• uykunun karanlığında kaybolurlar.
  • şahsen çok eğlendiğim kararlardır, hiçbirine uymayacağımı bilirim çünkü ama bir an için güzel gelir düşünmesi. "bir daha asla içmeyeceğim", "yarın sabah erken kalkıp koşacağım", "bu gece çalışmadım ama yarın tüm gün ders çalışacağım" gibi kararlar aldım mesela bu gece. her şey kısmet tabi.

    bir de böyle de bir tez var
    (bkz: nothing good happens after two a.m.)

    editle gelen taze karar: "bir daha nba maçlarına kupon yapmayacağım"
  • boşanma kararı.
    geri dönüşü yoktur. bitmiştir.
  • uyanmak istediğin sabahlarda hayata geçirmek niyetiyle aldığın kararlardır. karamsar olmayayım olmayayım, diyorum ama, ben şahsen kendim henüz uyanamadım öyle bir sabaha.
  • sabah gozler acildiktan sonraki ilk uzun osurukla birlikte bunyeyi terkeden kararlardir. hepimiz biraz bosver yea sktir et insani degil miyiz sonucta ?
  • benim gibi günün bu saatlerini normal şartlarda rem uykusunda geçiren birini ayağa kaldıran kararlardır.
    tek bir karar gibi gözükebilir bazen... aslında çok karmaşıktır.
    mesela ben hayatımdaki insanları barış bıçakçı sevenler ve sevmeyenler olarak ayırmaya ve sevmeyenlere "bizimle deyılsın" demeye karar verdim bu gece.
    çok basit gibi gözüküyor.
    ama değil.

    1- aklıma önce barış bıçakçı'yı sevmediği halde severmiş gibi yapacaklar geliyor.
    bunlardan bir kısmı sırf ben üzülmeyeyim diye, hayatımdan çıkmak istemediği için yapacaktır bunu. işte bu insanları kaybetmek istemiyorum. hatta hep onlar olsun hayatımda istiyorum.

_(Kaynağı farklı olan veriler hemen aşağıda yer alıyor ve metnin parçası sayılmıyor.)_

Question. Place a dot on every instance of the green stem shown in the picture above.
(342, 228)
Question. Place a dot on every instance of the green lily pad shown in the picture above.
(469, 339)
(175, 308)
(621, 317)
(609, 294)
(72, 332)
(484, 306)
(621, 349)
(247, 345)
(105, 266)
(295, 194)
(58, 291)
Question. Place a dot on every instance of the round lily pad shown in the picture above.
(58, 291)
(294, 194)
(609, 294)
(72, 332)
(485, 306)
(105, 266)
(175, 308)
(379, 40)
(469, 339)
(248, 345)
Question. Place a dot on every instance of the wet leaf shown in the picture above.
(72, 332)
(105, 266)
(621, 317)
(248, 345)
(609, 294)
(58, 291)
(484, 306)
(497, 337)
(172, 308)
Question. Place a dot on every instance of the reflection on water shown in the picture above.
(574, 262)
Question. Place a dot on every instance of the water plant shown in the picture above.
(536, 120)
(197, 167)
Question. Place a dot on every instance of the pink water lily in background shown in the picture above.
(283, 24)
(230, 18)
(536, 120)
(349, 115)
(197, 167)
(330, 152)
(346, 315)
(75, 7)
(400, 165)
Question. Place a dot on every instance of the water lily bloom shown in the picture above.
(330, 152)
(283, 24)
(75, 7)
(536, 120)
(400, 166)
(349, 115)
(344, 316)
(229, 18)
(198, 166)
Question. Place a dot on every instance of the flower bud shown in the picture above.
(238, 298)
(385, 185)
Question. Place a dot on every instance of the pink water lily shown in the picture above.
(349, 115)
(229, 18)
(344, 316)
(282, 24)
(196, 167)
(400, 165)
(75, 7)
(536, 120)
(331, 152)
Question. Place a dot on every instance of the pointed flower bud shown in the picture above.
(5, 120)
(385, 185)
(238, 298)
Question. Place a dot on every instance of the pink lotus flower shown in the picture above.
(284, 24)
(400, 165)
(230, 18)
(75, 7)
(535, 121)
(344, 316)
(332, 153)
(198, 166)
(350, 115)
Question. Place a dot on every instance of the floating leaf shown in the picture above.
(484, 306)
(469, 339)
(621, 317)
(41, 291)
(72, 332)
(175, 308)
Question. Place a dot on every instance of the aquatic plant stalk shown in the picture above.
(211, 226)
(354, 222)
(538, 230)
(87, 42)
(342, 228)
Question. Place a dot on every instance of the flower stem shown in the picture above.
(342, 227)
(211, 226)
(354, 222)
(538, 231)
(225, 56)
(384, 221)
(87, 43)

    bu gruba giren diğer insanlar, benim bu zaafımı kullanmak için, barış bıçakçı'yı severmiş gibi yapacaklar. bir kısmının rol yaptığını anlayacağım, bir kısmını anlayamayacağım. "bak ne kadar benziyoruz" diyecekler... en iyi arkadaşımmış gibi, hayatımın aşkıymış gibi yapacaklar belki...
    sonra kendi taleplerini, arzularını, pis emellerini dayatacaklar. "ama ben senin için barış bıçakçı'yı bile sevmiştim. daha ne istiyorsun!" diyecekler... işte bu insanları hayatımda hiç istemiyorum ama senelerimi alanlar hep bunlar.

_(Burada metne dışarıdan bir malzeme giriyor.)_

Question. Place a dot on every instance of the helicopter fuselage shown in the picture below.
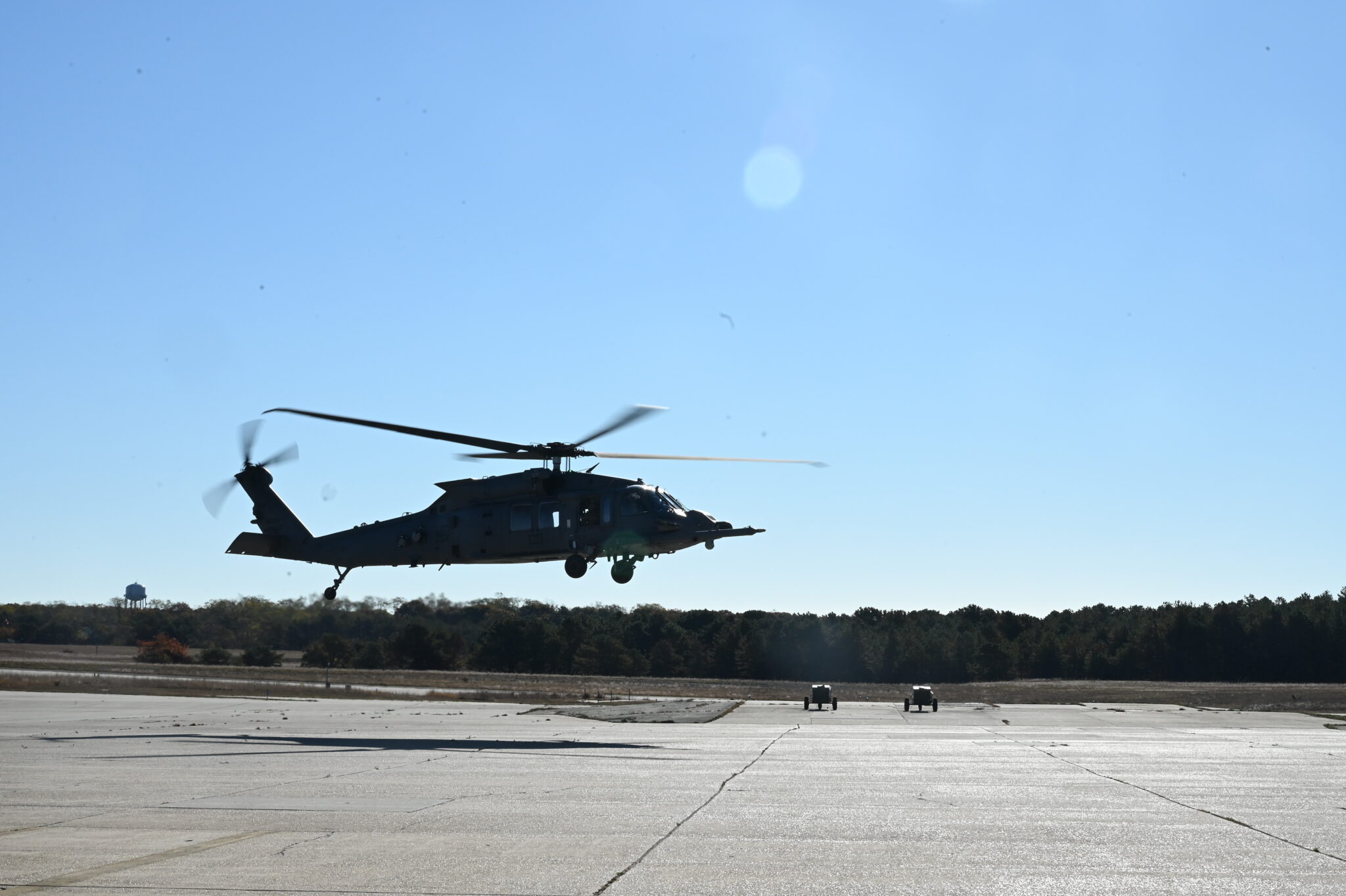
(525, 517)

    2- sırf ben sevdiğim için barış bıçakçı'yı sevmeyecekler var bir de....
    bunların bir kısmı da benim saplantılarımdan kurtulmam, daha geniş düşünmem için yapacaklar bunu. hayatını "sinek ilaçlaması, toplu konut evleri, suların kesilmesi, çatının akması" gibi ankara'ya özgü bir dolu gereksiz ayrıntıyı okumak yerine, rengarenk geçirmem gerektiğini söyleyecekler. gözümü açmamı, göğe bakmamı sağlayacaklar belki de.
    eğer başlangıçtaki basit ayrımı dikkate alırsam, bu insanları da hayatımdan çıkarmam gerekecek.
    realist ve ütopik yanım hep yarım kalacak.

    bu gruba giren diğer insanlarsa sırf ben sevdiğim için, beni gıcık etmiş olmak için, beni üzmek için, ukala oldukları için eleştirecekler barış bıçakçı'yı... üstelik benim bu zıtlaşmadan memnun olacağımı sanacak budalalar... ve nedense bu tür insanlar da çok fazla zaman ve yer kaplıyor ömrümde.

    3- barış bıçakçı'yı okumayan ve okuyacak zamanı olmayanlar.
    bir kısmı gerçekten istese de benim hatırım için bile barış bıçakçı'yı okuyamayacak durumda.
    bir kısmı ise barış bıçakçı okuyacak zamanı yaratmamak için türlü bahaneler üretenler... bunları nasıl ayıracağım mesela?

    4- "hay sana da barış bıçakçı'na da" diyenler...
    kalender olan, yüzümü güldürenleri var bunların. çok tatlılar. onlar kalsın isterim.
    bir kısmı ise dünyevi ihtiyaçları fazlaca önemsediği için bu gamsız kılıfı uyduracak olanlar.
    onları ayırmak da zor.

    5- bir de barış bıçakçı mevzusu var... mevzumuz zaten o muydu? hayır değil. demek istediğim barış bıçakçı kendisini seviyor mudur mesela? ya zannettiğim gibi sevmiyorsa...

    çok karışıktır gece alınan kararlar...
    çok karışıktır gece...
    çok karışıktır...
    çok!
  • kendim için 5 yıllık kalkınma planı hazırladığım kararlar.